Efficient Range-Joins With Spark 2.0

If you've ever worked with Spark on any kind of time-series analysis, you probably got to the point where you need to join two DataFrames based on time difference between timestamp fields.

For the purpose of this post, let's assume we have a DataFrame with events data, and another one with measurements (couldn't be more generic than that...). Both have timestamp fields (eventTime and measurementTime), and we want to join every event with the measurements that were recorded in the hour before it.

A naive approach (just specifying this as the range condition) would result in a full cartesian product and a filter that enforces the condition (tested using Spark 2.0). This has a horrible effect on performance, especially if DataFrames are more than a few hundred thousands records.

While Spark guys are working on a more generic solution (see github issue here), there are still use-cases we can greatly improve performance even with the current join strategies that are available. One of them is the one described above (events to measurements from the hour before it), and I believe it's a very common one. In this post I'll briefly go over the suggested implementation that worked for me, and if your use-case is different, you could probably play with that a bit so it addresses yours too.

The Data

To keep everything simple, we'll work with the following dataframes. You can obviously work with your own classes as long as they have a timestamp or a numeric field. This example will use timestamps.

Events

root
 |-- eid: long (nullable = false)
 |-- eventTime: timestamp (nullable = true)
 |-- eventType: string (nullable = true)

Random Events can be generated using the following code:

case class Event(eid:Long, eventTime:java.sql.Timestamp, eventType:String)

val randomEventTypeUDF = udf(() => List("LoginEvent", "PurchaseEvent", "DetailsUpdateEvent")(Random.nextInt(3)))
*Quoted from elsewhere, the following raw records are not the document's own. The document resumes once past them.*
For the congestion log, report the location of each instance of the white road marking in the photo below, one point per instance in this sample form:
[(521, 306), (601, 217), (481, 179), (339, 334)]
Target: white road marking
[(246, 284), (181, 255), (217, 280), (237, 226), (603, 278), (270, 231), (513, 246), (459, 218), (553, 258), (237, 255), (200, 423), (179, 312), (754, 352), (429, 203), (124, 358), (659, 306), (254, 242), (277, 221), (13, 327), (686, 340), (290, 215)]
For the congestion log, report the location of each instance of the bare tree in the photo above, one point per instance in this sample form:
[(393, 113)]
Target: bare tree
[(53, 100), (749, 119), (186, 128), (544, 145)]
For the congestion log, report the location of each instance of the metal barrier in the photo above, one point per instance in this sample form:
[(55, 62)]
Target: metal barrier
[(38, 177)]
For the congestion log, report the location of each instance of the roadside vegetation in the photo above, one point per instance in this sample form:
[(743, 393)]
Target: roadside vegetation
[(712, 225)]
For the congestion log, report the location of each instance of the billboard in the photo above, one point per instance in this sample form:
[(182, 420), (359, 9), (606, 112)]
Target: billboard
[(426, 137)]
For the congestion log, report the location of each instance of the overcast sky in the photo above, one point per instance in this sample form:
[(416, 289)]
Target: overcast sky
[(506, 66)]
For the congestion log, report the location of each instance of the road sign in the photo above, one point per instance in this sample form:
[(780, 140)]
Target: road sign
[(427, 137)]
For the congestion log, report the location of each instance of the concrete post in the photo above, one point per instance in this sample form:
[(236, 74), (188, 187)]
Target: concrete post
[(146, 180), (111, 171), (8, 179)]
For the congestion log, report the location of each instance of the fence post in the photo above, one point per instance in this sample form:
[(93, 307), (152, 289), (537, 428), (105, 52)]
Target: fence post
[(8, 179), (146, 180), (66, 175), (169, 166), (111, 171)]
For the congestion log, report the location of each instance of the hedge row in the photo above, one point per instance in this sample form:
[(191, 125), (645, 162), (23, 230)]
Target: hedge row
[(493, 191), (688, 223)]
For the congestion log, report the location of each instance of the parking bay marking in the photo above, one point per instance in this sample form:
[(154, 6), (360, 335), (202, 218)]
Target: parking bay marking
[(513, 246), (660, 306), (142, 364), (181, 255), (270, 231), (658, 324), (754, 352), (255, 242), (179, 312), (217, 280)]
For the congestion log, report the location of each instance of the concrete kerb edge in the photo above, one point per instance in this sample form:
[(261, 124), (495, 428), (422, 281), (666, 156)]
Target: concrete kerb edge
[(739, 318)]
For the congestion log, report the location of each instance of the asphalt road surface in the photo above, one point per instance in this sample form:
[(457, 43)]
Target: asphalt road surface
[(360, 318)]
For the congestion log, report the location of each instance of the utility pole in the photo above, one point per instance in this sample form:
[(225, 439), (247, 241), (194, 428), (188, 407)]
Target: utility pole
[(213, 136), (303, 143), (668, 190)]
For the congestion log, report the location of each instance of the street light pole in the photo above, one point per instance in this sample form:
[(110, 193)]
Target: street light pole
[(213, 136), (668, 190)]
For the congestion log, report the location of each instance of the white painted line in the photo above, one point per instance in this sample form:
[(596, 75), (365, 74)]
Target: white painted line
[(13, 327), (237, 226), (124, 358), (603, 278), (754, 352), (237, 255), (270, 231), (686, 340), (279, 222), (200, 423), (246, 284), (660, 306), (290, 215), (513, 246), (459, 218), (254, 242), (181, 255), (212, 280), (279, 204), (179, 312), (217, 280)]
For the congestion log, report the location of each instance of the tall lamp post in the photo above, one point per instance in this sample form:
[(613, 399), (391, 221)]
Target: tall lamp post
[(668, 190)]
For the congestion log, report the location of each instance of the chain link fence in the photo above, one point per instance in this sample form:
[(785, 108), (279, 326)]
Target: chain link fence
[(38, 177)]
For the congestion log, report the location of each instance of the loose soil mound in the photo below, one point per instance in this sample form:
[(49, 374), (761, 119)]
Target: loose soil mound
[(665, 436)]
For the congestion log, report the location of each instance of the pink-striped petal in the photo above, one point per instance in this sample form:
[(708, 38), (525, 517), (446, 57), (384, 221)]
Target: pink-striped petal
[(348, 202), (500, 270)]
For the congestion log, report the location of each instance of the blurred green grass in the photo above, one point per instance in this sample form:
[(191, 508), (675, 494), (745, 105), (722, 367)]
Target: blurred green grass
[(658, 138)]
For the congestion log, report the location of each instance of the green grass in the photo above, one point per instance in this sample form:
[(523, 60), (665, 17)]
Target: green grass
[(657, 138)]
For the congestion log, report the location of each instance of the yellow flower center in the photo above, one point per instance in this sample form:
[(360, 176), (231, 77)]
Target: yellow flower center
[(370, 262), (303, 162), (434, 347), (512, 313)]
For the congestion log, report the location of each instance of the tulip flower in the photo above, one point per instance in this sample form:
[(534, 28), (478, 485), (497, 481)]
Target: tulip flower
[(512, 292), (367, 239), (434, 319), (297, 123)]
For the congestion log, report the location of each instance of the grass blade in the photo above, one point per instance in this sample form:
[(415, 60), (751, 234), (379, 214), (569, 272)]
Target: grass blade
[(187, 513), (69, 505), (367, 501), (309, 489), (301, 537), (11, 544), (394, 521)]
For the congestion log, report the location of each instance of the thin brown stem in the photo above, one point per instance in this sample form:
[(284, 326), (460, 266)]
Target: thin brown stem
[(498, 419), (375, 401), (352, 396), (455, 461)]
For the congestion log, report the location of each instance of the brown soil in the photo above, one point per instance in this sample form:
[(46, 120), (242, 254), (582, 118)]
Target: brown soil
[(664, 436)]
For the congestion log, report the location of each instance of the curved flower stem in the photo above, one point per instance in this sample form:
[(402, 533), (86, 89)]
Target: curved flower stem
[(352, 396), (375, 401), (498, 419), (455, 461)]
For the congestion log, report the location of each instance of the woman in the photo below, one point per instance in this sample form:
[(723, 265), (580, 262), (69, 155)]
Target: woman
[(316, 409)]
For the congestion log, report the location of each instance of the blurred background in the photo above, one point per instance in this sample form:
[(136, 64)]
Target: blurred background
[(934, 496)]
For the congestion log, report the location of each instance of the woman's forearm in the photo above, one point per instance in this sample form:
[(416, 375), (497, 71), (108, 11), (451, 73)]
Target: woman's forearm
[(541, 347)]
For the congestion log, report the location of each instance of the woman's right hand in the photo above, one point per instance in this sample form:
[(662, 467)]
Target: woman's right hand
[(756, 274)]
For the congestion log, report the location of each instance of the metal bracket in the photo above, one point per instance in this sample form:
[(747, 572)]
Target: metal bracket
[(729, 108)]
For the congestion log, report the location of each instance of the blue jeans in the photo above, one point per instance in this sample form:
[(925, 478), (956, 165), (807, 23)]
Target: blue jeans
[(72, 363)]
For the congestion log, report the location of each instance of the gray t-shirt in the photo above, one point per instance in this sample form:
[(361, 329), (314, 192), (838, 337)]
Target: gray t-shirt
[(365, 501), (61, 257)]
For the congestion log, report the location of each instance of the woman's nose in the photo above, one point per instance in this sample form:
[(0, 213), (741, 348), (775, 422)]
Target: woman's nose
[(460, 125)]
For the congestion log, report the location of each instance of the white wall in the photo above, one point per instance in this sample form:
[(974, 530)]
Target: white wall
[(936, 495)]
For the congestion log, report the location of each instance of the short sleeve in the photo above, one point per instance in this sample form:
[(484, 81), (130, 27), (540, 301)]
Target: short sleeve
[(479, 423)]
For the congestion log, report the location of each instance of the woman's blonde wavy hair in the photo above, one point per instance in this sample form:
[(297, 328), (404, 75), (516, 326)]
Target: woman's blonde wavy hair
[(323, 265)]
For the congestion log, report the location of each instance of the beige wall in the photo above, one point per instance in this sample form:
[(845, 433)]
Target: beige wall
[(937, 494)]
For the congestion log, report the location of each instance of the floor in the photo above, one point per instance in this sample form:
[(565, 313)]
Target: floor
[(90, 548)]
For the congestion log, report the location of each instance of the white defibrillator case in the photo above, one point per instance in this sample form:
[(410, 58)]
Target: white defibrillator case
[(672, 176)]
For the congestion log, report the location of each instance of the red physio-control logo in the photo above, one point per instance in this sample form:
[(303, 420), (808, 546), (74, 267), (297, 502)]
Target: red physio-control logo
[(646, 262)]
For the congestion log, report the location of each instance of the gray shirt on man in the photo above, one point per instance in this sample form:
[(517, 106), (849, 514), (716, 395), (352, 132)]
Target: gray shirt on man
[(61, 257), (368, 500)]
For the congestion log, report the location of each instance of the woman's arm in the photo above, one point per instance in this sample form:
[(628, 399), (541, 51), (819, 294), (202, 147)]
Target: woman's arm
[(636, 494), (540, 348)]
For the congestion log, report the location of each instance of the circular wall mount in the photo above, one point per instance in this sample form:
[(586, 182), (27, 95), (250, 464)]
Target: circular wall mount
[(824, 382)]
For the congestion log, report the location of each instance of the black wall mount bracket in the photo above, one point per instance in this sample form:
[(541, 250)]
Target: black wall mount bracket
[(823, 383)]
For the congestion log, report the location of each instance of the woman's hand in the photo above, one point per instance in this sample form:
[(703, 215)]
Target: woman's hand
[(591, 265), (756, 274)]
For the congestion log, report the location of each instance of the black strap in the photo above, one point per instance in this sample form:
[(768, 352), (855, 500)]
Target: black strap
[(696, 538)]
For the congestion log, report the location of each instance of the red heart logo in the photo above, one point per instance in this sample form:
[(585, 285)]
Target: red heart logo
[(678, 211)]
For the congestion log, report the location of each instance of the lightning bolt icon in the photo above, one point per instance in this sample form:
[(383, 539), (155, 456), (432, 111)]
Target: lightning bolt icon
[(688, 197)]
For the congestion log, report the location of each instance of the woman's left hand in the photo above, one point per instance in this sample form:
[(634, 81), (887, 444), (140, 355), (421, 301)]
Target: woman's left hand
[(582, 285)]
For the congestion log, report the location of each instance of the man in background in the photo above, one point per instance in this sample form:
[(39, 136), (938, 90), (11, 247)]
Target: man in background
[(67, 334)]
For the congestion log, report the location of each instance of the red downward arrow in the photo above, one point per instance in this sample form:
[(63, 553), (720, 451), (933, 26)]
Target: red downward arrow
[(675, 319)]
def generateEvents(n:Long):Dataset[Event] = {
    val events = sqlContext.range(0,n).select(
        col("id").as("eid"),
        // eventTime is just being set to an event every 10 seconds.
        (unix_timestamp(current_timestamp()) - lit(10)*col("id")).cast(TimestampType).as("eventTime"),
        randomEventTypeUDF().as("eventType")
    ).as[Event]

    events    
}

generateEvents(5).toDF.show

//   +---+--------------------+------------------+
//   |eid|           eventTime|         eventType|
//   +---+--------------------+------------------+
//   |  0|2016-09-12 15:46:...|     PurchaseEvent|
//   |  1|2016-09-12 15:46:...|DetailsUpdateEvent|
//   |  2|2016-09-12 15:46:...|DetailsUpdateEvent|
//   |  3|2016-09-12 15:45:...|DetailsUpdateEvent|
//   |  4|2016-09-12 15:45:...|        LoginEvent|
//   +---+--------------------+------------------+

Measurements

root
 |-- mid: long (nullable = false)
 |-- measurementTime: timestamp (nullable = true)
 |-- value: double (nullable = false)

Similarly, Measurements can be faked using this code:

case class Measurement(mid:Long, measurementTime:java.sql.Timestamp, value:Double)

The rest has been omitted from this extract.